The Hobby Lobby Impact: Q&A

The Hobby Lobby Impact: Q&A July 4, 2014

The U.S. Supreme Court decision allowing for-profit businesses to opt out of the contraceptive mandate in the new health care law has raised questions about what the ruling might mean for businesses, for future challenges to the contraception mandate, and even for the future of church-state law. We posed these questions to Robert Tuttle, one of the nation’s experts on church-state issues. He is the Berz Research Professor of Law and Religion at the George Washington University, and is a Pew Research Center consultant.

1) Are there other aspects of the Affordable Care Act that are likely to face religious-liberty challenges? If so, does the Hobby Lobby decision support those challenges?

Alito’s opinion, and Kennedy’s concurring opinion, repeatedly stress the narrow scope of the decision. Both justices say the ruling applies only to coverage of contraceptives, not to other health care services that might also face religious objections. At the same time, it’s not hard to imagine a business owner having a sincere religious objection to subsidizing coverage of particular treatments – such as blood transfusions, which are opposed by Jehovah’s Witnesses – or to traditional health care in general.

But in Hobby Lobby, the court limited the ruling to contraceptives alone because the government already has an accommodation for religiously affiliated nonprofits that object to covering contraceptives. This accommodation allows nonprofits with religious objections to leave contraception coverage out of their employee insurance plans. Their insurance company is then required to offer and pay for separate policies for female employees who want free contraception.

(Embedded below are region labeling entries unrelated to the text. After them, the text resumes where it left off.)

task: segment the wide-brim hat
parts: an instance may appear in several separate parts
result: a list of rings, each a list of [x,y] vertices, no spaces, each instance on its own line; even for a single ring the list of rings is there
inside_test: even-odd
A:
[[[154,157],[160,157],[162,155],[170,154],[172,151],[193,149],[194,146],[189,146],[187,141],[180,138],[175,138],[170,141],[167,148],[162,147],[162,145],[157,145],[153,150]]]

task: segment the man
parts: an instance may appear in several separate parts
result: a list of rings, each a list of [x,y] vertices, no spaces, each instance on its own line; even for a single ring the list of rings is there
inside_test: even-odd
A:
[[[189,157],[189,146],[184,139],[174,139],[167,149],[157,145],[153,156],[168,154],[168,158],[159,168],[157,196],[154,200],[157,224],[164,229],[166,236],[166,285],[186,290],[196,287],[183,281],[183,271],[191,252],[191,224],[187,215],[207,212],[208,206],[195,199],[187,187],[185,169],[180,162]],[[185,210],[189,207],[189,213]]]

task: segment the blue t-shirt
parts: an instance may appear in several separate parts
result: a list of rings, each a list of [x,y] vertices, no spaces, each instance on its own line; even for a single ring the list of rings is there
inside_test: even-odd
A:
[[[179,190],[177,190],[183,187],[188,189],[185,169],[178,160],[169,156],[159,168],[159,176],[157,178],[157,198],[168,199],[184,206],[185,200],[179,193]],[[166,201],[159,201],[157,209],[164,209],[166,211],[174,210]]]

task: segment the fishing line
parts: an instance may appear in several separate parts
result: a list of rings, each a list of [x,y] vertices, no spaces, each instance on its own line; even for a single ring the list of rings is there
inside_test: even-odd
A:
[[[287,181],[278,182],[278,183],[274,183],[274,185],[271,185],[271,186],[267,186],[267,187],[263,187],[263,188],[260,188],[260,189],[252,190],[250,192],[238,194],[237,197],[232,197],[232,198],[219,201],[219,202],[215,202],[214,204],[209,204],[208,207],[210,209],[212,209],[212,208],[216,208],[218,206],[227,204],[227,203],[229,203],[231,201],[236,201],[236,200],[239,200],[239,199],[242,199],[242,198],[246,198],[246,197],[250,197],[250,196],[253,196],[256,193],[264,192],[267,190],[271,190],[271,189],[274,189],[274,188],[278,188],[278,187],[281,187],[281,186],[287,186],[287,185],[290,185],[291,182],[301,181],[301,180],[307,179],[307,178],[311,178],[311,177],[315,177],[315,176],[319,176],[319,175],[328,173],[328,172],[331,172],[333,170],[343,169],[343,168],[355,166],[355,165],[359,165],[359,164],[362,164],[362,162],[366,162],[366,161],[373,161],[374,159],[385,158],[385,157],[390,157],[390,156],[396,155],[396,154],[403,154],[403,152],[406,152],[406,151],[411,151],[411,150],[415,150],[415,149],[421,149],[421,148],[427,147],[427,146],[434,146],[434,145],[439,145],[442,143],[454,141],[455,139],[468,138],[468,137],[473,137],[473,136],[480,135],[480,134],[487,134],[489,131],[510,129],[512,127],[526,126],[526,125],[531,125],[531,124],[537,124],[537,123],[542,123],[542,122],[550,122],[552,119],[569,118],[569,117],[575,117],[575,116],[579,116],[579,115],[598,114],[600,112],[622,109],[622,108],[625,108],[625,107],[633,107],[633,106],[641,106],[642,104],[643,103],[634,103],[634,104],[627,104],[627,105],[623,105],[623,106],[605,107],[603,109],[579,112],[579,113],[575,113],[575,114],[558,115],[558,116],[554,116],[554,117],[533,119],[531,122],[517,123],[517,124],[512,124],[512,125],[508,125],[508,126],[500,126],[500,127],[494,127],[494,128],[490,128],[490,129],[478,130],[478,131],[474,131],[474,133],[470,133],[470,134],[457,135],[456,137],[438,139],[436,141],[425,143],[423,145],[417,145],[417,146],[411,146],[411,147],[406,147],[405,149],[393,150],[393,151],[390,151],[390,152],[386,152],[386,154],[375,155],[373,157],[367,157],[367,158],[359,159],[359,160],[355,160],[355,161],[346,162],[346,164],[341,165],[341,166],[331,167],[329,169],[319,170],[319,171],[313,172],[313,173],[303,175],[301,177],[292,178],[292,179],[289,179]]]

Kennedy wrote that the government has this alternative for non-profits and that it failed to show why it could not also apply the alternative to for-profit firms like Hobby Lobby. Therefore, according to Kennedy, the government can’t credibly argue that it should not have to accommodate businesses that object on religious grounds to providing contraception. The same would not be true for something like a blood transfusion, where no such alternative currently exists.